Google petitions again to weigh in on Microsoft-DOJ case

If at first you don't succeed, complain, complain again. On July 2, Google filed a second request to be considered a friend of the court in the Microsoft-Department of Justice antitrust case -- after being rebuffed the first time.
Written by Mary Jo Foley, Senior Contributing Editor

If at first you don't succeed, complain, complain again.

Google has filed a second request to be considered a friend of the court in the Microsoft-Department of Justice antitrust case.

As noted by Seattle Post-Intelligencer reporter Todd Bishop, Google filed its latest five-page request on July 2, a week after Judge Collen Kollar-Kotelly rebuffed its initial attempt to weigh in on whether and how Vista's integrated desktop search violates terms of the antitrust consent decree.

On June 25, Google filed a brief asking Kollar-Kotelly to extend antitrust oversight of Microsoft, as well as to force Microsoft to provide more specifics regarding its plans to alter Windows Vista’s integrated desktop search technology in order to improve the performance of rival, third-party desktop search products on Vista. She said she'd look to the U.S. DOJ and states to represent consumers' interests.

Google's July 2 filing claims Google offers an "important and useful perspective" in the Microsoft case. From Google's new filing:

"As the developer of a major desktop search product and the company that brought the desktop search issue to the attention of the plaintiffs, Google has familiarity with the issues raised and is well positioned to provide information to the Court. Google worked with the plaintiffs for an extended period of time to ensure that Microsoft's violation did not go unaddressed, and nothing in Google's request for leave to participate as amicus curiae is inconsistent with the plaintiffs' fundamental role in enforcing the Final Judgment, as confirmed by the fact that none of the plaintiffs opposes Google's motion."
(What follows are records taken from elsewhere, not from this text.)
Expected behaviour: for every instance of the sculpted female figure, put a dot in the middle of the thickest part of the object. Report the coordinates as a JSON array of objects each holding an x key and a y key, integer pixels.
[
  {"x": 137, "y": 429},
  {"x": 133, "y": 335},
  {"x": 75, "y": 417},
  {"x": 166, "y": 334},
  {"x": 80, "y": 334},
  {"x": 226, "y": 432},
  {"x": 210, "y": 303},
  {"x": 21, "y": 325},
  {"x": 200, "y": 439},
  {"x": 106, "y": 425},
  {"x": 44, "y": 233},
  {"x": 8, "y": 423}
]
As Bishop notes, Google is attempting to build a case around its claim that desktop search is middleware. Hmm. Does that mean every new component in each release of Windows also should be considered "middleware"? Should the Photo Gallery middleware? Will the Windows Live Photo Gallery -- the services version of Photo Gallery in beta test -- be construed as a middleware service?

When I think of middleware, I think of an application or code that ties two disparate things together. What is desktop search tying together? One definition for middleware I found on the Web called middleware "a component that is not designed to stand alone." Doesn't Google's Desktop Search exist as a standalone product?

Do you see something I don't? Does Google have a leg to stand on here?